One big difference between India & many other markets is a foreign retailer can't open up shop selling to consumers if they are selling third party products retail unless they are selling own-brand products.

https://www.wsj.com/articles/walmart-seeking-to-buy-stake-in-indian-e-commerce-giant-flipkart-1525437107 "Marks & Spencer , Zara, H&M and others global brands have set up physical shops. IKEA says it will open in India soon. These retailers are allowed in because they only sell their own products. Foreign-owned companies aren’t allowed to sell others’ brands, which is why it is tough for Walmart to do business here. Online retail, however, provides an opening. Seattle-based Amazon gets around restrictions by acting as a marketplace only. Its website sells third-party products, providing the tech and logistical support for a fee."

Companies like Walmart or Amazon have only been able to sell B2B or operate marketplaces where local third party merchants sells.

Amazon likely makes more selling handcrafted Indian goods into the US market than they make from their India retailing marketplace
https://www.nytimes.com/2017/11/26/technology/amazon-india-merchants.html "The India program is quite lucrative for Amazon’s bottom line. A merchant who chooses the full array of Amazon services, including buying advertising and contracting with the company to store and deliver the products from Amazon’s American warehouses, typically hands over about one-third of the item’s sale price in fees and commissions."

Amazon is likely losing a lot of money trying to win India, trying to avoid losing another fast-growth key market like they did in China.
https://www.bloomberg.com/news/articles/2018-03-05/after-losing-china-jeff-bezos-really-wants-to-win-in-india

https://www.nytimes.com/2018/07/02/technology/delivering-amazon-india.html "With few choices in Leh stores, cosmetics and clothing are popular categories for Amazon here. Orders typically arrive in five to seven days, slower than the two-day delivery that Amazon’s big-city customers receive but quicker than the monthlong journey they often took with the post office."

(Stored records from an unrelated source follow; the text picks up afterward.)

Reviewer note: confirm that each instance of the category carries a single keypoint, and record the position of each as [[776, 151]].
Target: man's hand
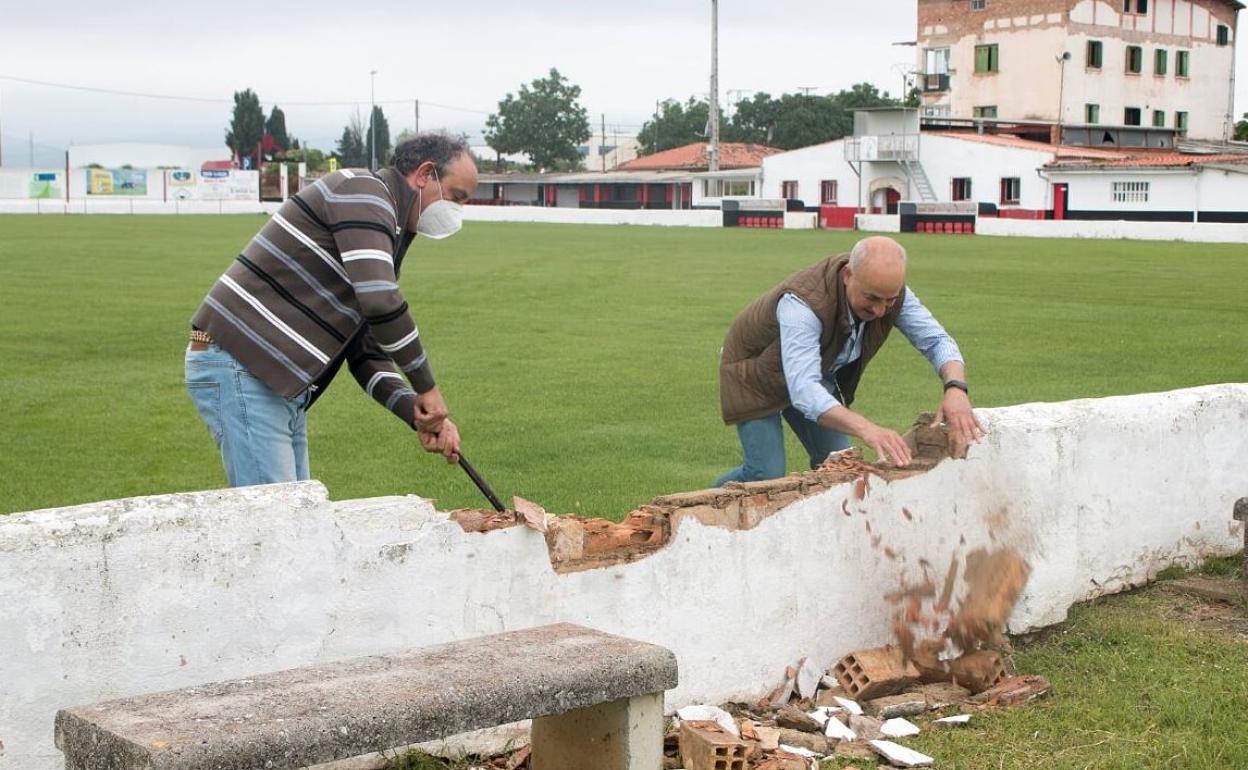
[[889, 446], [431, 411], [964, 427], [444, 442]]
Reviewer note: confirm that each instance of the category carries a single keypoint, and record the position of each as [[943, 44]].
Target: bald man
[[799, 351]]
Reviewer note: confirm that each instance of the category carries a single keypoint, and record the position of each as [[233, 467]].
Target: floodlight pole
[[713, 154], [372, 120]]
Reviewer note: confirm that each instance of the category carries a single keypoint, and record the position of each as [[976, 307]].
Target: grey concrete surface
[[338, 710]]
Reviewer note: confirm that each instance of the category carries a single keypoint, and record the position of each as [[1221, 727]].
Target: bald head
[[875, 276]]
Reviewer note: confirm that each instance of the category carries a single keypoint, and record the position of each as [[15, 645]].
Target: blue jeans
[[262, 436], [763, 446]]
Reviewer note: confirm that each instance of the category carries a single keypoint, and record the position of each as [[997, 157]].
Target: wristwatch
[[959, 385]]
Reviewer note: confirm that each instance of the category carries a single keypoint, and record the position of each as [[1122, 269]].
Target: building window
[[828, 192], [1131, 192], [936, 70], [1096, 54], [1181, 63], [986, 59], [1011, 191]]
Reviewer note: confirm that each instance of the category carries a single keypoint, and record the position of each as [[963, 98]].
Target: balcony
[[890, 147], [935, 82]]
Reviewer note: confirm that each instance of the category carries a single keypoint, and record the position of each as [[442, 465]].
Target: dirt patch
[[1206, 613]]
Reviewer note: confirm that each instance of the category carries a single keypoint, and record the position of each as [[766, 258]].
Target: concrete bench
[[595, 701]]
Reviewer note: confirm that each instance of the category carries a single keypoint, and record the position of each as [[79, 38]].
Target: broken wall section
[[146, 594]]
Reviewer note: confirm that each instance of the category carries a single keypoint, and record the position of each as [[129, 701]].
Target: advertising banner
[[116, 181], [234, 185]]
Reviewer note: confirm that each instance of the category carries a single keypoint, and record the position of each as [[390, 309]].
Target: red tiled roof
[[1166, 159], [1077, 156], [693, 157]]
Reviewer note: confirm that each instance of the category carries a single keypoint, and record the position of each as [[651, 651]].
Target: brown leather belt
[[200, 340]]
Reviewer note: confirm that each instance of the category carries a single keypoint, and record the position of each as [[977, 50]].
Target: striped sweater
[[318, 286]]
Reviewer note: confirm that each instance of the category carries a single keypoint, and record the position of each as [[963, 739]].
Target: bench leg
[[620, 735]]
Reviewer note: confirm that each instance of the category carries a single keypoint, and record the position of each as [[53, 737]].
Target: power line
[[229, 101]]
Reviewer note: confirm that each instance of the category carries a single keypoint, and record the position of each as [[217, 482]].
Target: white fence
[[129, 206], [678, 217], [1201, 232], [145, 594]]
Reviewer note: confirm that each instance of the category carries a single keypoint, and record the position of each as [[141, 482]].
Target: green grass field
[[580, 365], [580, 362]]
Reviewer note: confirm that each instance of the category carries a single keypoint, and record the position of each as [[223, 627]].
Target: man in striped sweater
[[315, 288]]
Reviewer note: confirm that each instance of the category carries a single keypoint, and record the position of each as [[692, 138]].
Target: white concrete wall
[[809, 167], [1167, 190], [593, 216], [945, 157], [1118, 230], [129, 206], [145, 594], [877, 222]]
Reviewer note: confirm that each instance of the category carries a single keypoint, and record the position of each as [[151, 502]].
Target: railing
[[889, 147]]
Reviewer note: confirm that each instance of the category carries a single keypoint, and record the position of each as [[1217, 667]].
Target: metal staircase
[[919, 179]]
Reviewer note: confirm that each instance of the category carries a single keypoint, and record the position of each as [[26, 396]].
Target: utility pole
[[1061, 92], [372, 121], [655, 125], [713, 155]]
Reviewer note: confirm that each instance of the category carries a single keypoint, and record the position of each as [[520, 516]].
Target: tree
[[352, 150], [544, 121], [247, 124], [383, 146], [675, 125], [276, 127], [315, 159]]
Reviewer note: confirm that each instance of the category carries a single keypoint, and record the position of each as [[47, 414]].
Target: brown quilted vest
[[750, 373]]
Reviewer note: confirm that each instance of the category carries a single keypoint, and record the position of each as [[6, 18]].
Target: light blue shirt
[[810, 389]]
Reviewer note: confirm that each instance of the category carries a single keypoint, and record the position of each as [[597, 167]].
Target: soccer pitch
[[579, 361]]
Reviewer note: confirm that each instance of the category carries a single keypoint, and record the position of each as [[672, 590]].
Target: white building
[[1137, 63], [962, 174]]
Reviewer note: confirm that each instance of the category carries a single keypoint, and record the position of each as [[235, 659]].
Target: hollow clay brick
[[977, 670], [709, 749], [875, 673]]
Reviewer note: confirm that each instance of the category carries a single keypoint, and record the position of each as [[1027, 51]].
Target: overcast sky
[[464, 55]]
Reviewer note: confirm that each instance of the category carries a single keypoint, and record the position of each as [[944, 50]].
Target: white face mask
[[441, 219]]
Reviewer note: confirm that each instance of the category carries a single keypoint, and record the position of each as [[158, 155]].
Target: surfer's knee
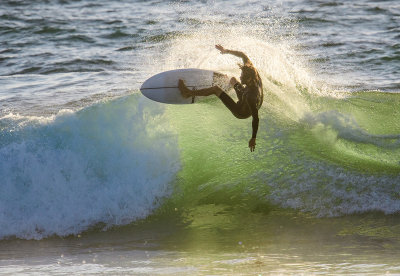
[[217, 91]]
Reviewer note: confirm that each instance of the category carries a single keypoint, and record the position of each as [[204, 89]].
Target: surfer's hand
[[252, 144], [220, 48], [233, 81]]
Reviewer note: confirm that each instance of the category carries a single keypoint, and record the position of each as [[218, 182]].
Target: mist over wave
[[320, 149], [64, 174]]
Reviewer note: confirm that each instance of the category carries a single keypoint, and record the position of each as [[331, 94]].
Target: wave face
[[320, 150], [64, 174]]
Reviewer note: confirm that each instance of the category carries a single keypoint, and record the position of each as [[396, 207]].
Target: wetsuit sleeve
[[254, 114]]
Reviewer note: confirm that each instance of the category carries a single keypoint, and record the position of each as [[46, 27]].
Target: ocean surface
[[97, 179]]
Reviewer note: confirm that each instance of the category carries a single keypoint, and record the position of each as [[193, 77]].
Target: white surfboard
[[163, 87]]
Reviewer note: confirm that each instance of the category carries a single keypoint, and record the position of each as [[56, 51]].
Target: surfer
[[249, 92]]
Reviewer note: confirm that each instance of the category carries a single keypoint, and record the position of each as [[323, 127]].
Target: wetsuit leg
[[231, 105]]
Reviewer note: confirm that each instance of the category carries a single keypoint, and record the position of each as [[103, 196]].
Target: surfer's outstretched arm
[[242, 55]]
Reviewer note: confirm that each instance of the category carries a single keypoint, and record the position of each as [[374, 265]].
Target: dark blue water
[[95, 178]]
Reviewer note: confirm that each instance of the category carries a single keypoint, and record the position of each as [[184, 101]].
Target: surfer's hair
[[250, 75]]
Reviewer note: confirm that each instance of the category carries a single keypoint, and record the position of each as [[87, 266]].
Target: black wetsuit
[[250, 101]]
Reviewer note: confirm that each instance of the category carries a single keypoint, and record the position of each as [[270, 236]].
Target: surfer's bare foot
[[186, 92]]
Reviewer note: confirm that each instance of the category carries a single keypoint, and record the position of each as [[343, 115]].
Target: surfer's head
[[249, 75]]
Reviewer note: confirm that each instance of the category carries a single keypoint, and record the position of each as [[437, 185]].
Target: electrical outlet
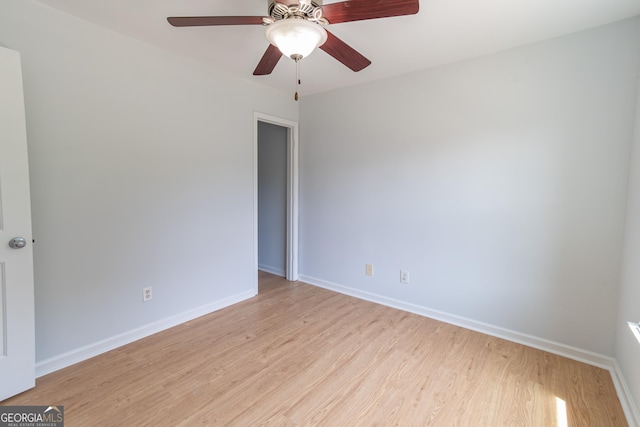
[[404, 277], [146, 294]]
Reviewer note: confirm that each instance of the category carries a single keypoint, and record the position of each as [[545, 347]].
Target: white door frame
[[292, 193]]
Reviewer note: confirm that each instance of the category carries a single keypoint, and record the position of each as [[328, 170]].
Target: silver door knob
[[17, 243]]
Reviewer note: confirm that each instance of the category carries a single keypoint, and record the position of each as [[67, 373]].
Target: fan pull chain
[[297, 78]]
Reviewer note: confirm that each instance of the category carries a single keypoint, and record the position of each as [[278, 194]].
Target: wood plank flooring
[[298, 355]]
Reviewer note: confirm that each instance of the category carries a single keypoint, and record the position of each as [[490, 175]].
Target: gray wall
[[499, 183], [142, 175], [272, 198], [627, 351]]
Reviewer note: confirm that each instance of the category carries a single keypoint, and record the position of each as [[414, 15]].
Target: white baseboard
[[273, 270], [604, 362], [52, 364], [624, 394]]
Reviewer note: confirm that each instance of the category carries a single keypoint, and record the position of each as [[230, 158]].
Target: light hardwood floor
[[301, 355]]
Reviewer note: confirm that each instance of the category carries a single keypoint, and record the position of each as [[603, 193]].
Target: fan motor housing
[[279, 8]]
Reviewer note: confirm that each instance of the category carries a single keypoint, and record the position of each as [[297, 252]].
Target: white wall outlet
[[404, 276], [146, 294]]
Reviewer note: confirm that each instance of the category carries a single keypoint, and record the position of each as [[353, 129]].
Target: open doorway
[[276, 221]]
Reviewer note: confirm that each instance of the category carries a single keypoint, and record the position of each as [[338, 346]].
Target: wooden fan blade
[[268, 61], [344, 53], [358, 10], [197, 21]]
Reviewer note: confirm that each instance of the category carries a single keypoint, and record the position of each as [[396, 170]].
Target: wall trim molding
[[80, 354], [624, 394], [273, 270], [581, 355]]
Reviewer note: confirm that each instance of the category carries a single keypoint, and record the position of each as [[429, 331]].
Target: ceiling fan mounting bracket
[[309, 10]]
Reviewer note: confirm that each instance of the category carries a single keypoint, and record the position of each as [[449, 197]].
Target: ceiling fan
[[296, 27]]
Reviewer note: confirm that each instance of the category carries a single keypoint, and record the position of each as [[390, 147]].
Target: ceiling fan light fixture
[[296, 38]]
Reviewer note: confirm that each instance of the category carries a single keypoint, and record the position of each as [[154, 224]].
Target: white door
[[17, 329]]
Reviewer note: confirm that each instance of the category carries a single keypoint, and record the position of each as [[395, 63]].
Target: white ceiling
[[443, 31]]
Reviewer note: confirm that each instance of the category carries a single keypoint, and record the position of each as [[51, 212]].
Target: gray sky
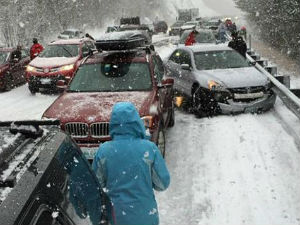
[[223, 7]]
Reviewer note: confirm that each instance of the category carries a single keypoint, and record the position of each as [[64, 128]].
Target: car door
[[165, 93], [25, 59], [174, 65], [187, 79], [15, 70]]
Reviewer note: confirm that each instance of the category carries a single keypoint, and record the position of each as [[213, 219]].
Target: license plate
[[89, 153], [249, 95], [46, 81]]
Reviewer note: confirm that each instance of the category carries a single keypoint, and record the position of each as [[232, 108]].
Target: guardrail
[[286, 95]]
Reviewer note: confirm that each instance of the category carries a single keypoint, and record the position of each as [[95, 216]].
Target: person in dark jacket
[[89, 36], [17, 54], [35, 49], [237, 43], [129, 167]]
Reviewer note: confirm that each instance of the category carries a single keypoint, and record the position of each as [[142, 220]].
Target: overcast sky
[[223, 7]]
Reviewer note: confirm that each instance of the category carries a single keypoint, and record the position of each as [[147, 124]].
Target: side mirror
[[185, 67], [61, 84], [252, 63], [166, 82]]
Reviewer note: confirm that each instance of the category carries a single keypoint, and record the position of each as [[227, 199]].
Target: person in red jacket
[[191, 39], [35, 49]]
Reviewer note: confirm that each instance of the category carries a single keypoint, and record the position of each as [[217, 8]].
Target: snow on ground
[[19, 104], [232, 169], [224, 170]]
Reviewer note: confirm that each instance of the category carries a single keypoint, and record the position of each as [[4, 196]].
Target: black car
[[160, 26], [44, 178]]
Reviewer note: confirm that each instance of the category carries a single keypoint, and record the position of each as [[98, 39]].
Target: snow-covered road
[[242, 169]]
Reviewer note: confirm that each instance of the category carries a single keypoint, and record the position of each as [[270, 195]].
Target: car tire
[[32, 89], [172, 116], [203, 104], [8, 82], [161, 140]]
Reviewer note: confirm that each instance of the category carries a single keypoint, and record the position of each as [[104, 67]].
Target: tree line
[[21, 20], [277, 21]]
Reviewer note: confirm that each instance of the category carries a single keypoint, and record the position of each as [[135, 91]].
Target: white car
[[217, 79], [71, 33]]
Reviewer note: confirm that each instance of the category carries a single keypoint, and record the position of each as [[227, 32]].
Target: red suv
[[12, 68], [136, 76], [58, 61]]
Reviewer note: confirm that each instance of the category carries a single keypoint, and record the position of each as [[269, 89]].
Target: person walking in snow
[[129, 167], [237, 43], [35, 49], [222, 32]]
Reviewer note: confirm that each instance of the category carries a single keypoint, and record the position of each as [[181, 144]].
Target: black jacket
[[239, 45]]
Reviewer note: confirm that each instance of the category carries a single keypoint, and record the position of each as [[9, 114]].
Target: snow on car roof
[[69, 41], [120, 35], [208, 47]]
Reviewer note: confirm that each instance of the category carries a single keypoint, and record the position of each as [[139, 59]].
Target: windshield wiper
[[67, 51]]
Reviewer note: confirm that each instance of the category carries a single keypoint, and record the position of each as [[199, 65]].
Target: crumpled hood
[[52, 62], [237, 77], [95, 106], [125, 120], [187, 27]]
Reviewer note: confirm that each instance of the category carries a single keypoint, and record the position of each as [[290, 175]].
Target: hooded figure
[[129, 167]]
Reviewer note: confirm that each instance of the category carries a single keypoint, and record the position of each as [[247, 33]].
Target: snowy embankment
[[240, 169]]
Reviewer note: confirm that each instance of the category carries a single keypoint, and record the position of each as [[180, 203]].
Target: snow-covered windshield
[[178, 24], [111, 77], [219, 60], [201, 37], [68, 33], [60, 51], [3, 57]]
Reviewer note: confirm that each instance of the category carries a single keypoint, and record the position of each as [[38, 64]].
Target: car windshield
[[68, 32], [109, 77], [219, 60], [201, 37], [177, 24], [3, 57], [191, 23], [60, 51]]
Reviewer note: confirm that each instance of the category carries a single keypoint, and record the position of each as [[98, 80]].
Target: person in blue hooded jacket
[[129, 167]]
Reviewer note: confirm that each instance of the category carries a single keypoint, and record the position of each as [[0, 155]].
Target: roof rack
[[123, 40], [20, 134]]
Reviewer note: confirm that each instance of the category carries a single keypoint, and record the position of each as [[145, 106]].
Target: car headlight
[[148, 121], [67, 67], [30, 68], [215, 86]]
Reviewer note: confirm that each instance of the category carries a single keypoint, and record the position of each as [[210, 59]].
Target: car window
[[60, 51], [4, 57], [47, 217], [24, 53], [90, 45], [159, 69], [85, 48], [112, 77], [219, 60], [175, 57], [185, 58]]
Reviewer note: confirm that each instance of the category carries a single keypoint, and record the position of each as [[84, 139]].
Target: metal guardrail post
[[288, 98]]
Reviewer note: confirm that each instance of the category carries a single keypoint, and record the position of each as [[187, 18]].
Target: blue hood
[[125, 121]]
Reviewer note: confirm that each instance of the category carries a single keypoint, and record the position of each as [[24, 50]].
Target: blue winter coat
[[129, 167]]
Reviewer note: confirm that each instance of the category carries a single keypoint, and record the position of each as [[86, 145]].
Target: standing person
[[129, 167], [17, 54], [222, 32], [35, 49], [237, 43], [89, 36], [191, 38]]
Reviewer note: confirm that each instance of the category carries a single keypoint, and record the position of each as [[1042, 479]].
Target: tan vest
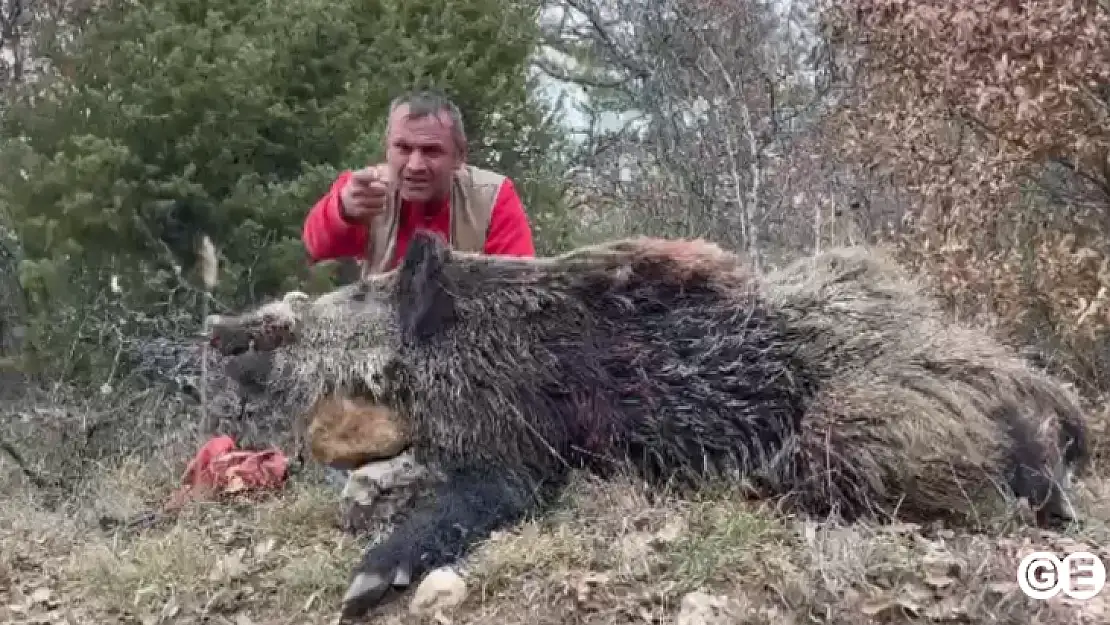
[[473, 192]]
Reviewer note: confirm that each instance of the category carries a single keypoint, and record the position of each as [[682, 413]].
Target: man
[[424, 184]]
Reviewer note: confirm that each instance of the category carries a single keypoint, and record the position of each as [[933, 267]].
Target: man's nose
[[416, 161]]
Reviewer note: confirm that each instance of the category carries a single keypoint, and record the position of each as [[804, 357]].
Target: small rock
[[700, 608], [41, 596], [670, 532], [441, 590]]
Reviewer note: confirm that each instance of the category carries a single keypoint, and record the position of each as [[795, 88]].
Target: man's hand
[[363, 198]]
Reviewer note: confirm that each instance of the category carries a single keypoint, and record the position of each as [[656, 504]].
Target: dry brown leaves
[[962, 102]]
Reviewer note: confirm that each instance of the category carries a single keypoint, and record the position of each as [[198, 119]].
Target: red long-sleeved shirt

the big CPG companies like Unilever & P&G are duking it out with local upstarts
https://www.bloomberg.com/news/features/2018-03-15/this-multibillion-dollar-corporation-is-controlled-by-a-penniless-yoga-superstar "Since 2012, Patanjali’s revenue has climbed twentyfold, from $69 million to $1.6 billion. It’s the fastest-growing company in Indian consumer goods, and Ramdev predicts he will overtake the subsidiaries of multinational giants such as Nestlé SA and Unilever NV as soon as next year." ... “Idealism is easy when you have nothing,” Karamveer told Pathak-Narain. “It’s what you do when you have fame, money, or power that matters.”
https://www.bloomberg.com/news/articles/2018-01-17/yoga-guru-s-ambition-to-beat-unilever-in-india-just-got-tougher
https://www.bloombergquint.com/business/2018/01/17/patanjali-wont-list-as-it-plans-to-turn-into-a-non-profit-says-ramdev

Travel has historically been a big driver in ecommerce. MakeMyTrip is a big player in India.

In 2016 Chinese travel company Ctrip invested in MMYT
http://ir.ctrip.com/phoenix.zhtml?c=148903&p=irol-newsArticle&ID=2127304
& there was a follow on round in 2017 after MakeMyTrip acquired competitor Ibibo in an all stock deal in October of 2016
https://www.livemint.com/Companies/4P3ffS4ZKukXzOBZzmUztN/MakeMyTrip-looks-to-raise-330-million-via-share-sale.html
MMYT is fast-growing but is still unprofitable.